I haven’t driven around the country since I was in my twenties, and the country seems even larger and more unknown these days. In Vermont, again this summer, we see plenty of license plates from distant places — Tennessee, Missouri, Oregon — people on the move, for all kinds of reasons. There’s plenty of jobs, but nowhere to live.

Swimming at dusk, the water ripples before me, fracturing the raspberry sherbet sky into broken curves. August is the month when the peas are finished, and the rudbeckia blooms wildly.

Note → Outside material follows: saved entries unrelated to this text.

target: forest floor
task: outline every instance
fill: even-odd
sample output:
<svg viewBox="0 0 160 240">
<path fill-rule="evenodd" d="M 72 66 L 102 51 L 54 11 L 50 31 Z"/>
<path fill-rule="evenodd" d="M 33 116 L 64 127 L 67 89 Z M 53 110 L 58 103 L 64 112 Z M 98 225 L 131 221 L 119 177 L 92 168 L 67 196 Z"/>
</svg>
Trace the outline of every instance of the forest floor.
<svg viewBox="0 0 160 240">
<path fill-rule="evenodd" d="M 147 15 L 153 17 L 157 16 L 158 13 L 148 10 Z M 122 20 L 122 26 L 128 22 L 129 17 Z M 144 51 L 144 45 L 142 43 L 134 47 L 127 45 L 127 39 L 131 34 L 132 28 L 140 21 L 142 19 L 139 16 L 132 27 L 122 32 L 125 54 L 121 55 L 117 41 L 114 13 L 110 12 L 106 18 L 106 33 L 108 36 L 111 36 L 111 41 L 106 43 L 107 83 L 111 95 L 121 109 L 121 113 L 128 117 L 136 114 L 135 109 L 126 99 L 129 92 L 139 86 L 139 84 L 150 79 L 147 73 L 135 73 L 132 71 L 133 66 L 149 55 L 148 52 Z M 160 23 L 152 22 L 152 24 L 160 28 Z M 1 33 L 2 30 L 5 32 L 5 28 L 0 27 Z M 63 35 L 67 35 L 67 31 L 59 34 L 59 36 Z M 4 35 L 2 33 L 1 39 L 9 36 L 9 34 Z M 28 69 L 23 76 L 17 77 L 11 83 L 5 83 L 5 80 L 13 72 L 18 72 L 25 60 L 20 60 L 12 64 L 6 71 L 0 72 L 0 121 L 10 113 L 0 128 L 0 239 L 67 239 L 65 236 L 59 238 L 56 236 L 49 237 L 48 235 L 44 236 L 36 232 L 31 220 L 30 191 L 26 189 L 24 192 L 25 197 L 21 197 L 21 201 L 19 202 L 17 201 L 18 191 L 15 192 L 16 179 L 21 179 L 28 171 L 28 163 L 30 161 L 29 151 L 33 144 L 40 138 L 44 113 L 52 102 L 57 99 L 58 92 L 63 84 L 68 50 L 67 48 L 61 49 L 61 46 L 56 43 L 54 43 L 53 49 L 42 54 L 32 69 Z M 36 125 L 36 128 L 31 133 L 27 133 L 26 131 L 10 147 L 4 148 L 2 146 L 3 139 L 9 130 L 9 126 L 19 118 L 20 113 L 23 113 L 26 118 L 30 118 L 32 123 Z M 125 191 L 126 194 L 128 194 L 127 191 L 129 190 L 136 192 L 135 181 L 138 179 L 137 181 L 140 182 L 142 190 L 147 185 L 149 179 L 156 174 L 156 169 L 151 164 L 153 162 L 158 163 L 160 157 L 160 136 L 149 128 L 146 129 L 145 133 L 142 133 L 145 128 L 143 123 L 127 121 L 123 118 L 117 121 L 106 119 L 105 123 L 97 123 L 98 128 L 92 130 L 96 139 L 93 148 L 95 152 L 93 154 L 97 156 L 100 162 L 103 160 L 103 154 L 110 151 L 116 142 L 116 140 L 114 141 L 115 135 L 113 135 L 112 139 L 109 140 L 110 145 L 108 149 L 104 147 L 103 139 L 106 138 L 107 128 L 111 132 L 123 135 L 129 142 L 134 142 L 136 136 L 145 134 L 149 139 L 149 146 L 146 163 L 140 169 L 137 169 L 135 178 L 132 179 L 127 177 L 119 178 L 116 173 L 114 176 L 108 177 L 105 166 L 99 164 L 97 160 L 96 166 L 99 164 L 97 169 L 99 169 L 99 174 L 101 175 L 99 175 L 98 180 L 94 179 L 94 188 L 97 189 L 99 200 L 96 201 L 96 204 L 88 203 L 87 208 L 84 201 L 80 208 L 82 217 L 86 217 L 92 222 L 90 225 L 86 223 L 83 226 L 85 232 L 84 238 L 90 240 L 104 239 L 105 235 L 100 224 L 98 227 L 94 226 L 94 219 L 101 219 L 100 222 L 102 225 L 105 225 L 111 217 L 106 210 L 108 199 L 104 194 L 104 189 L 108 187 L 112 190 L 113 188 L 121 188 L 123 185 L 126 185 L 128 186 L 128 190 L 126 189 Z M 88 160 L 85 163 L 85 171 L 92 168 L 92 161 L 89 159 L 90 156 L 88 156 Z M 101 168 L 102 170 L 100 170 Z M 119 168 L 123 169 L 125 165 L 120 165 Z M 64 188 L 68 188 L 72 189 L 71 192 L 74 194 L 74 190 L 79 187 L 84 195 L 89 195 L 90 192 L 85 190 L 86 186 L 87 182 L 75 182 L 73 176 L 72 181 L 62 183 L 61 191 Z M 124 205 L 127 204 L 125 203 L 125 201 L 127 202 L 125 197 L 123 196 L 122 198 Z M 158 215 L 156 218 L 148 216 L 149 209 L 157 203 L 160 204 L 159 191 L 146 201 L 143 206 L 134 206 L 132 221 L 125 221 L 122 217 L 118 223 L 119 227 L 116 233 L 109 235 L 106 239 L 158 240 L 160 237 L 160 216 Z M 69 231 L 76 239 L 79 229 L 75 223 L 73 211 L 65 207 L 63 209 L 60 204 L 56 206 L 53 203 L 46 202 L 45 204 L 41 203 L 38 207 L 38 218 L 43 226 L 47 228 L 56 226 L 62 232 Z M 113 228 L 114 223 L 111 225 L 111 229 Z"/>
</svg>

Friday afternoon, I wash the screens and leave the windows open. The cicada sings, and my youngest teases me, You know what that sound means…. Our neighbor’s little boy pushes his toy mower across their grass, back and forth, serious about his work, in his own private world. Sunlight falls through the maple leaves fall above his head, the green fading toward gold, even this early in August.

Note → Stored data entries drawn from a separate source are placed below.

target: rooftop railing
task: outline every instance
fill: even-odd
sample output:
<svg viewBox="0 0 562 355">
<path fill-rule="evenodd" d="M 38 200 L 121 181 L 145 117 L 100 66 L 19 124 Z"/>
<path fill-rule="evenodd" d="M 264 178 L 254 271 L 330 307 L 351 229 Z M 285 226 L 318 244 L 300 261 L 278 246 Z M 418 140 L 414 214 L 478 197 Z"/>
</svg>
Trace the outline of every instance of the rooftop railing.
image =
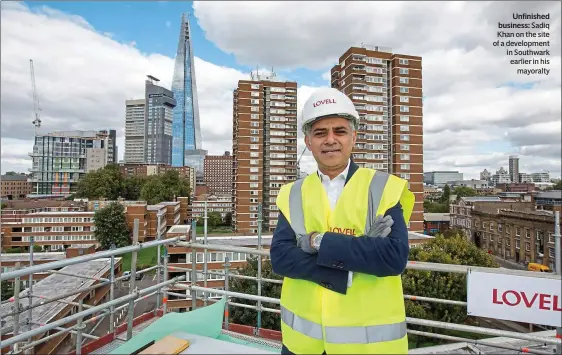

Muddy water is best cleared by leaving it alone.

— Alan Watts

Sweet August…

August. On a run after work, I remind myself August would be a good month to step away from work and the revolving paddlewheel of our daily lives. I’ve pretty much always failed at vacations, but I fold that idea somewhere away in my memory. As I walk home and cut across a little league field, I have a sudden memory of eating grass as a young child. I remember pulling long, slightly sharp-edged blades and nibbling on these, like a goat or a cow, eating straight from the earth.

In my garden, green beans are fattening on the vines in force. We eat those in the sunlight, straight from the vine. Cucumbers. Tomatoes. Wild blackberries and the few lingering raspberries we’ll find as stragglers for weeks yet.

August is good eating.

And a few lines from poet Hayden Carruth…

“The sky

is hot dark summer, neither

moon nor stars, air unstirring,

darkness complete; and the brook

sounds low, a discourse fumbling

among obstinate stones…”

— Hayden Carruth, “August First”

Burlington, Vermont

Wildflowers.

Last summer, my neighbors put a Black Lives Matter sign in their front yard. The sign was stolen. They purchased another. The second sign was stolen. The patten repeated. Our neighbors brought the sign in at night. They placed the sign between our two houses. They kept at it.

Earlier this summer, I noticed a sign had appeared on their lawn again, above a tarp spread out near the sidewalk. I didn’t note much of that. It’s a way I don’t usually walk in the non-snowy months. I nearly always cut through the cemetery or take a different side street.

But last night, walking home in a faint rain, I saw they had planted a row of wildflowers where that tarp had been. The flowers are about knee-high, festooned with delicate blooms. Their sign remains.